How I built a scraper to measure activity of MPs

October 03, 2016

When the president of the parliament states that there are some MPs “doing nothing” you know what to do as a data journalist: you turn to the numbers. This is how I did that and how I got a scatter plot in a printed paper and an interactive one online.

The data

I knew that the Flemish parliament has a strong open data policy and publishes all parliamentary activities of the members of parliament, so I decided to check out their API. But the API proved to be a bit difficult for me:

To get the info I was interested in, I had to make a lot of API calls, store the results and make a lot of other API calls.
The response file formats are json and xml. I don’t have a lot of experience getting data out of these formats and this proved to be challenging.

After a while I gave up on the API, the xml’s and the json’s and I decided to just scrape the website instead. Luckily, the website is very well structured and contains all the information I wanted in a very structured way.

I used the rvest R package for scraping. I took some time in the summer to learn R and some of its useful packages. I’m very glad I did that: it is paying off already.
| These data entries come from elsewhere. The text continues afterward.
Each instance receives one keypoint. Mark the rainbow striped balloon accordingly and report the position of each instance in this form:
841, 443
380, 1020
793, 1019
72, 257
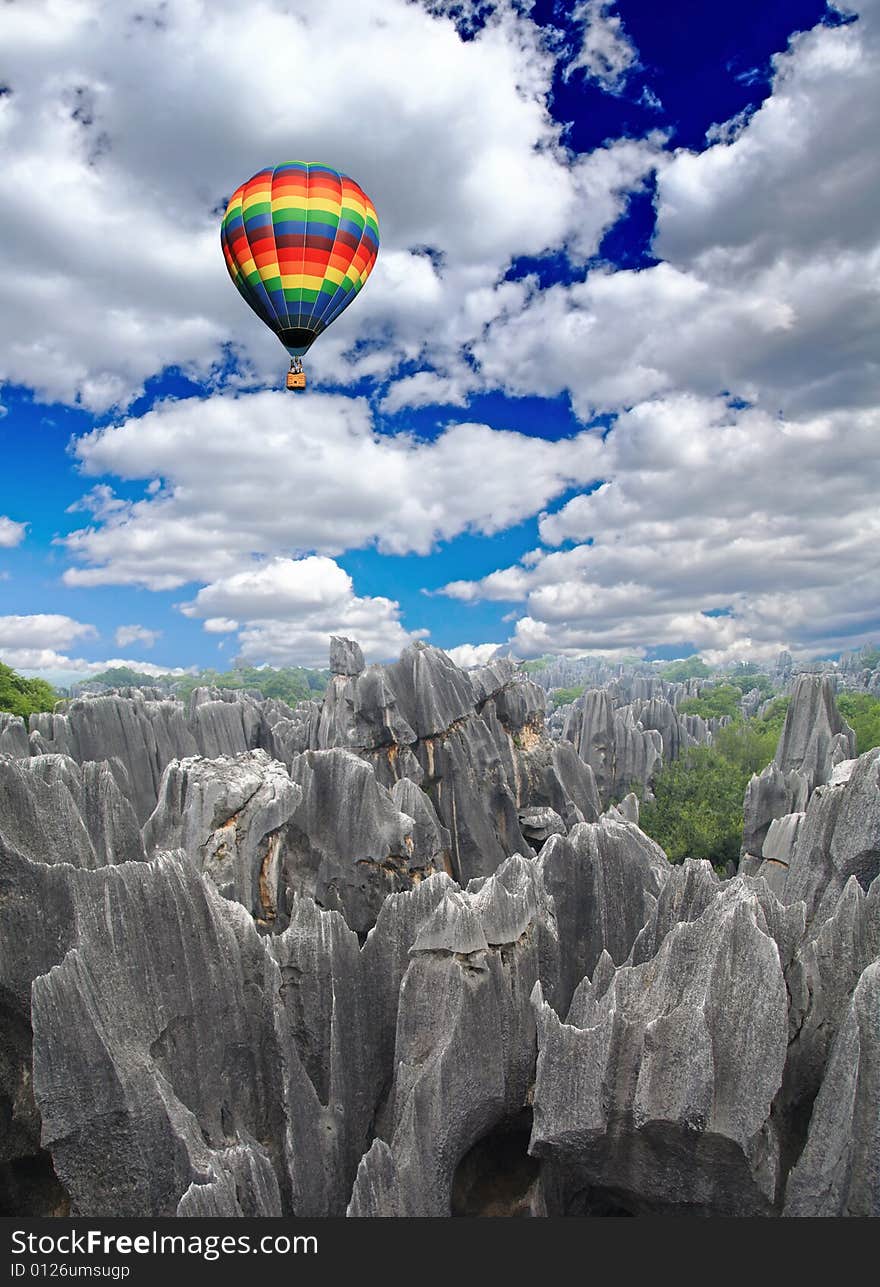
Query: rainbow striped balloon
300, 241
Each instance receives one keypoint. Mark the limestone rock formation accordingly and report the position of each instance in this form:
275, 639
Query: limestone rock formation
656, 1097
229, 817
385, 954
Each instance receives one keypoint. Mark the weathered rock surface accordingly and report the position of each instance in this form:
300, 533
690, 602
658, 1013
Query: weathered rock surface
659, 1097
229, 817
346, 657
839, 837
53, 810
605, 879
13, 736
348, 844
299, 1010
815, 736
465, 1039
839, 1170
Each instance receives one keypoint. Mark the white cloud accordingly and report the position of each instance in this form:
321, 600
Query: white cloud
290, 608
708, 509
606, 52
10, 533
152, 117
474, 654
40, 631
126, 635
259, 475
771, 261
59, 668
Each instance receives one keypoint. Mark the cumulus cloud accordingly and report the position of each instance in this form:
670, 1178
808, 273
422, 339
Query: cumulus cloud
290, 608
474, 654
10, 533
718, 525
32, 642
257, 475
40, 631
126, 635
606, 53
58, 668
153, 116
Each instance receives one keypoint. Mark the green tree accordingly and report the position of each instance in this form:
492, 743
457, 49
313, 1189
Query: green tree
746, 681
562, 696
723, 699
688, 668
697, 807
23, 696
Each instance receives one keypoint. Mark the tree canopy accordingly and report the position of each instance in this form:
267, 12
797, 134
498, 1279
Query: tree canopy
23, 696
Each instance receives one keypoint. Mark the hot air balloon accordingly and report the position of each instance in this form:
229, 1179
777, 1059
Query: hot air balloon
300, 241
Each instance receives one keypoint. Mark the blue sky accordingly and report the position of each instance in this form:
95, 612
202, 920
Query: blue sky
611, 386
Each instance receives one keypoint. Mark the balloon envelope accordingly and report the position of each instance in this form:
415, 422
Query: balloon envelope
300, 240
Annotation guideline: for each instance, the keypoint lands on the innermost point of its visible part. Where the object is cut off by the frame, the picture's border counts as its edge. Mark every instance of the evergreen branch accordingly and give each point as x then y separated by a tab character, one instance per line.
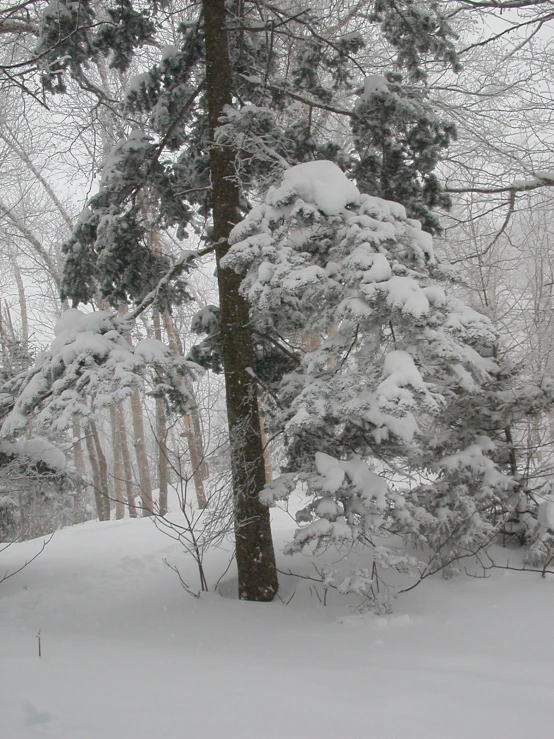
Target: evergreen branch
516	187
302	99
176	269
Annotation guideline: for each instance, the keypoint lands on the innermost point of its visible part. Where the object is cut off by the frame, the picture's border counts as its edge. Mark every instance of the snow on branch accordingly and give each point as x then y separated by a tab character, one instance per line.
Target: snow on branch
90	365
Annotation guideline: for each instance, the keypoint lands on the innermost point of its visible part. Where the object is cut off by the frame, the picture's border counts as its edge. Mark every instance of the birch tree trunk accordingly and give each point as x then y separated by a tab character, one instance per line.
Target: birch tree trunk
126	460
257	573
79	461
193	429
145	481
161	433
118	478
102	470
99	493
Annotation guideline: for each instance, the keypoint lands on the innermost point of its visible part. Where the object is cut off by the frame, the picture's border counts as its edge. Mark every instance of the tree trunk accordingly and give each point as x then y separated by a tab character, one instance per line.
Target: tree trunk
161	433
257	573
96	481
126	458
145	480
193	430
79	460
117	465
102	470
196	461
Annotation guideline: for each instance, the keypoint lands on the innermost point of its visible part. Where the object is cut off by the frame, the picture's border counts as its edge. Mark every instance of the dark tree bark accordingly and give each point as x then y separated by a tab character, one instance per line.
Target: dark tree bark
257	573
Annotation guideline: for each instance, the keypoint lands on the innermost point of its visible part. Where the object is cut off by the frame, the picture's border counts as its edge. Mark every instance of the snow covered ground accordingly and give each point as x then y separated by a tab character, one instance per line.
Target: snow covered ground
128	654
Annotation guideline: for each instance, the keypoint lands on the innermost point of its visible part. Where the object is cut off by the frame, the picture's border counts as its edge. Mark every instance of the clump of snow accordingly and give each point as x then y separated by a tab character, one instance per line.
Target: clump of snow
321	183
37	449
374	83
545	514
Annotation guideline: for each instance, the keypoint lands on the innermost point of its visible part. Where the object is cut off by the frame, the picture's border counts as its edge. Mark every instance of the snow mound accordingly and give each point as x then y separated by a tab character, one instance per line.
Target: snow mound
321	183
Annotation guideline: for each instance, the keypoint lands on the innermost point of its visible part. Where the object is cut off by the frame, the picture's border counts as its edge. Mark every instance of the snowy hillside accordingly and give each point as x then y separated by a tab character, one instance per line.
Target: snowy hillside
127	653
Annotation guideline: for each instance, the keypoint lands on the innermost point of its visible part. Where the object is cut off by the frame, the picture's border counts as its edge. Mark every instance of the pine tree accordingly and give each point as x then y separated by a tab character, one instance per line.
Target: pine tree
221	115
396	422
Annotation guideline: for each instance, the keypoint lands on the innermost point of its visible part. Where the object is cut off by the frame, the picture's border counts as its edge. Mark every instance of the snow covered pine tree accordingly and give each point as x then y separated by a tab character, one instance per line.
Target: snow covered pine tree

What the scraper does (you can find all the code at the bottom of this page):

It visits the page where all the MPs are listed and stores their names, the party they belong to and the urls of their personal profile pages.
It then goes to all the profile pages and collects the urls to the pages where the activity of the MPs are listed (questions they asked, things they said in parliament and proposals they made).
It then changes a parameter in these url’s to filter out the activity of only the current term.
It visits the urls with the filter and gets the number of activities listed on these pages.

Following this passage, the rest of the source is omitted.